Encrypt all the things, leak nothing

This site is a principled sort of operation. I have strong opinions about encryption, privacy, and internet freedom. This is a place where I can publicly live up to my own expectations. If you're not super into this kind of stuff, I do have some tips at the bottom that are accessible and useful for regular non-computer-nerd people to help protect themselves online.

Invisible mandatory encryption

I'm opinionated and principled -- borderline weird -- about digital security. You may notice that your browser has a little green lock indicator of some sort next to the URL of this page. That's because I've gone out of my way to set this site up to not just allow, but to require encrypted SSL connections. I recently migrated to my very own dedicated virtual machine, which I have complete and total control over, and the first thing I did was get myself some certificates from Let's Encrypt.

The certificate I'm using doesn't rigorously assure you that this website is, in fact owned by Joby Elliott, of Albuquerque. I didn't have to fill out any paperwork, or even give anyone my name. You wouldn't want to see a bank using one of these. What it will do is assure you that this site is still controlled tomorrow by the same person it is controlled by today, and that nobody between your computer and my server has tampered with what you're seeing. It also means that your ISP can't see what you're reading or doing -- all they can see is that you made some connections to byjoby.com.

Now in the case of this site that isn't really a big deal, but for a lot of sites it's important that they protect the privacy of what their visitors are reading. You probably don't want every search you do on WebMD visible to any schmuck at CenturyLink, for example. I'm also of the mind that for encryption to be genuinely useful as a tool against authoritarianism it must be ubiquitous. It must be everywhere, and on every possible connection. The use of encryption cannot be interpreted as an implicit signifier of any kind of guilt -- so this is me doing my part on that front.

Leaking nothing to third parties

This site no longer contains any third-party tracking code. No ad networks, no analytics networks. None of your browsing here is known to Google, Facebook, or anyone but me. I'll always have to keep some logs, because I need to be able to respond to security concerns and collect some analytics for seeing how well the user experience is working. I run it out of my own pocket for my own reasons. I can afford it as a hobby, and if you really want to pitch in I would happily take a tip at the Bitcoin address listed on my Keybase profile (on the note of encryption, that site can be used to cryptographically verify that the bitcoin address it lists and this domain name belong to the same person). You know, if you read something you liked here, just buy me a cup of coffee over the internet to say thanks. I promise I'll never have ads though. That's not why I do this.

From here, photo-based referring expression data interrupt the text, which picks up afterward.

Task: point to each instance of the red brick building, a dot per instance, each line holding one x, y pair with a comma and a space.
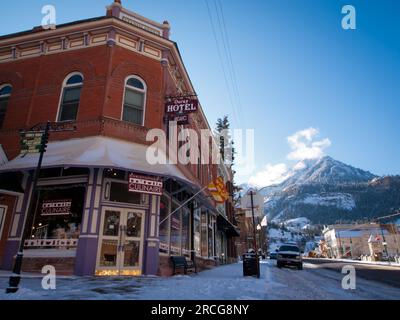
109, 77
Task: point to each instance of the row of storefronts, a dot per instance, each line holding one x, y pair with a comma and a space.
109, 79
86, 222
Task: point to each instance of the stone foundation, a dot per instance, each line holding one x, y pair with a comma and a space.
63, 266
166, 268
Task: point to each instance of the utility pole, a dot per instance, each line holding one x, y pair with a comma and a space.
15, 278
254, 223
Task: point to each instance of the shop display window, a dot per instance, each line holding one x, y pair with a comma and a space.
163, 228
57, 217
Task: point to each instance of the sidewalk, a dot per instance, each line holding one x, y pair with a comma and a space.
27, 275
379, 263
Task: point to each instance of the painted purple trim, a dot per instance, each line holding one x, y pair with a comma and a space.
100, 208
92, 198
24, 208
153, 260
86, 256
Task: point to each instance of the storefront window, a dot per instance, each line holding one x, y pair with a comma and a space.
211, 237
196, 230
58, 217
186, 232
204, 239
163, 229
176, 225
119, 193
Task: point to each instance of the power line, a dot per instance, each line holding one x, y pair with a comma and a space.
224, 32
222, 63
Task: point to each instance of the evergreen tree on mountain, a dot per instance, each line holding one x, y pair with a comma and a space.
226, 143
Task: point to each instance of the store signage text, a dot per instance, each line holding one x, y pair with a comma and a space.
182, 106
56, 207
181, 120
145, 184
31, 142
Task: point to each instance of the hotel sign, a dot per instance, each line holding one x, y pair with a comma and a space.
56, 208
31, 142
145, 184
181, 106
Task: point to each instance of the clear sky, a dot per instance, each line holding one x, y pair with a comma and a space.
298, 73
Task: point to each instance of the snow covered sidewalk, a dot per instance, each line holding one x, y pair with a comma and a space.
223, 283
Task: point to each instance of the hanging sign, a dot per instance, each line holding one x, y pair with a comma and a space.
31, 142
56, 207
181, 106
181, 120
145, 184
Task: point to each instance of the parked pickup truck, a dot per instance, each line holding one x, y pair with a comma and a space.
289, 254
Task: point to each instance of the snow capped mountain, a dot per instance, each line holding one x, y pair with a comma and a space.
326, 190
326, 171
343, 201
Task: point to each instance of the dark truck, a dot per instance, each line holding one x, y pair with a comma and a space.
289, 254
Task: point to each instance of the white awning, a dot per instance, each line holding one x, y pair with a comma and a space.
95, 152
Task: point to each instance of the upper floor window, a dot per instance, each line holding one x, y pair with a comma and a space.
134, 101
71, 96
5, 93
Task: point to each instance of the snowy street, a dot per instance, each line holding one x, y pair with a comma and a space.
223, 283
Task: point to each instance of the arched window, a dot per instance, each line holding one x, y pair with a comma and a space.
5, 93
134, 101
70, 97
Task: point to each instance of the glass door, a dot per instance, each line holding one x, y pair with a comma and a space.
131, 242
121, 243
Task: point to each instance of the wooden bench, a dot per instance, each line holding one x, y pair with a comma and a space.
180, 262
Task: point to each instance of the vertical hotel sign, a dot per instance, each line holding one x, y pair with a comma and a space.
145, 184
179, 109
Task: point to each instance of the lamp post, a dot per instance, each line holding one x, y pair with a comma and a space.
15, 278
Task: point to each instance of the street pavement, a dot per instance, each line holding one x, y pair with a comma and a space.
385, 274
317, 281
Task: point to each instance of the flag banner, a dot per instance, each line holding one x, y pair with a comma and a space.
218, 190
264, 222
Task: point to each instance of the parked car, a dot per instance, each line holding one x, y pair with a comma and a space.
289, 254
273, 255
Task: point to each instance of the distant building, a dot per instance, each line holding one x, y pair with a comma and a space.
368, 241
246, 239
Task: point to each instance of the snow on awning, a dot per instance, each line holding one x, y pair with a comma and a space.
3, 157
95, 152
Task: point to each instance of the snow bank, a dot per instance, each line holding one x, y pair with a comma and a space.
340, 200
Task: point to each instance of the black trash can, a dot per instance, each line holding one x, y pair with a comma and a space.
251, 265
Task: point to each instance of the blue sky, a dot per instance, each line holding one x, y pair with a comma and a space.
295, 69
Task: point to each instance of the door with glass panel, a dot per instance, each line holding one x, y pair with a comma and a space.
121, 242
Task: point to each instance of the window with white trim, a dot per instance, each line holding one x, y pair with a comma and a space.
70, 98
5, 93
134, 101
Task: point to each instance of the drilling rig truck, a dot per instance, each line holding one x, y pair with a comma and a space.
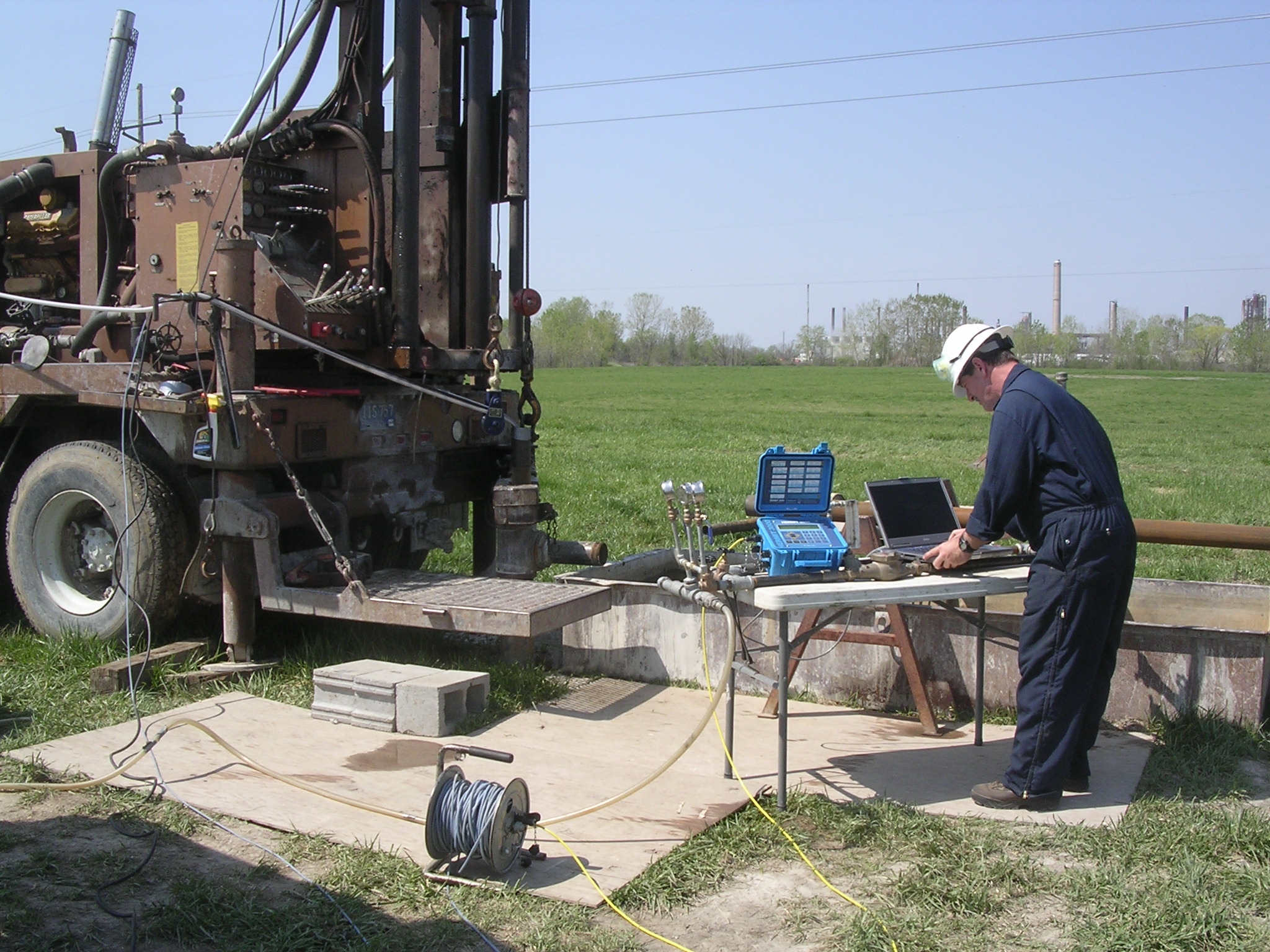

I've completely abandoned Google Analytics, and now run my own free (as in speech) analytics software on my own server. If you look at the resources this page loads, you'll see it as connections to analytics.byjoby.com. I named it "analytics" so that it will easily get caught by automatic privacy filters. If you want to run something like Privacy Badger (you should) to prevent detailed tracking of your online activity that's your right and I'm not going to try to defeat the software you choose to view my site with.

I can't prove it to you, but at least now you can take my personal word for it that my logs get scrubbed of IP addresses regularly, and only anonymous aggregate data is preserved for any significant amount of time.

Take your own action!

Regular people

If you don't have your own website, there's still a lot you can do to protect yourself online. The following browser extensions will go a long way toward keeping you safe and private on the web:

I also highly recommend installing Firefox on your Android phone if you have one. It will let you install uBlock Origin and get ad blocking on your phone. Not only will that make your life enormously better, but it will help keep hackers and ne'er-do-wells out of the enormously sensitive trove of private information that is your phone.

You should also really, really be using a password manager. This is a discussion for another day, but suffice to say that using a password manager is vital to good internet security. I've personally been using LastPass for several years, and have nothing but praise for them. Their free option is perfectly good for almost anyone.

Another discussion that's too deep of a dive for this post is two-factor authentication. Just look for it in every site you use frequently, and turn it on if they have it. Google and Facebook both have it. It's probably the single most important thing you can do to secure yourself online.

Webmasters

If you run a website, you can do these things I've done. SSL certificates are free from Let's Encrypt. It just takes a little knowhow to get them set up if you have command-line access to your server. If you have command line access it's also really easy to set up automated renewals, which makes the whole thing pretty much a set-and-forget kind of setup.

For installing your own analytics software, I recommend Piwik. It's free/libre, and has both a great UI and solid analytics tools. It's also built in PHP, and the world runneth over with LAMP servers. It shouldn't be hard for you to find one to run your own analytics on.

And finally, just care. Take your own privacy seriously, and then try to take the privacy of others just as seriously (if not more so).